Université de Montpellier : le CNRS se retire du laboratoire de science politique, les chercheurs inquiets

Le Centre d’études politiques et sociales (CEPEL), unité mixte de recherche associant l’Université de Montpellier et le CNRS, vient d’apprendre que le CNRS mettra fin à sa tutelle à la fin de l’année 2026. Cette décision suscite l’incompréhension des universitaires, qui dénoncent une “concentration des chercheurs sur la place parisienne”

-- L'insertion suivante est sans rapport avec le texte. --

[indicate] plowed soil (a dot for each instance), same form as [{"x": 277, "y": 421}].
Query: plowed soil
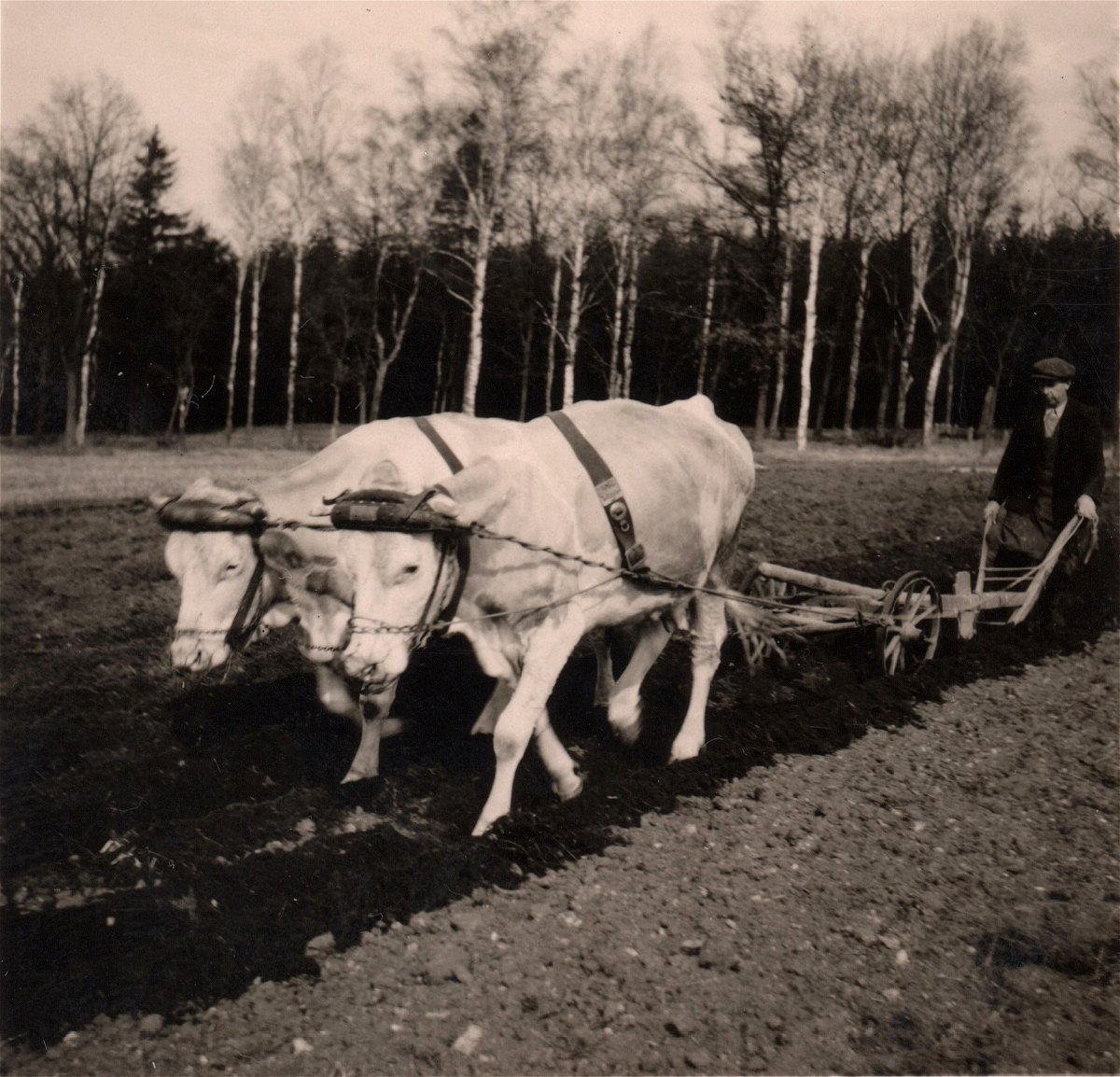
[{"x": 858, "y": 874}]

Le 22 septembre dernier, la direction du Centre d’études politiques et sociales (CEPEL), le laboratoire de science politique situé au sein de la faculté de droit, a reçu une notification du CNRS-SHS (Sciences humaines et sociales) confirmant le retrait définitif de sa tutelle. Ce désengagement, officialisé après une première annonce fin 2024 et presque un an d’incertitudes et de discussions, marque la fin d’un lien institutionnel vieux de quatre décennies.
Si les contrats et partenariats en cours sont maintenus, cette décision a un impact certain pour le CEPEL. “Concrètement, cela veut dire 10 000 euros en moins par ans et et le retrait de trois personnes du laboratoire”, indique Emmanuel Négrier, directeur de recherche CNRS en science politique au CEPEL (Centre d’études Politiques et Sociales) à l’Université de Montpellier. Trois personnes, soit des postes administratifs, de secrétariat, et un cartographe, à qui l’institution proposera une nouvelle affectation. Outre la dimension matérielle, c’est la portée “symbolique” de ce retrait qui inquiète Emmanuel Négrier : “C’est une rétrogradation qui va entrainer une visibilité moindre, et l’impossibilité de répondre à certains appels à projets.” L’Université de Montpellier, elle, a affirmé son plein soutien au laboratoire, ainsi que le reste de la communauté scientifique et des sociétés savantes.
Absence de « présomption d’attractivité »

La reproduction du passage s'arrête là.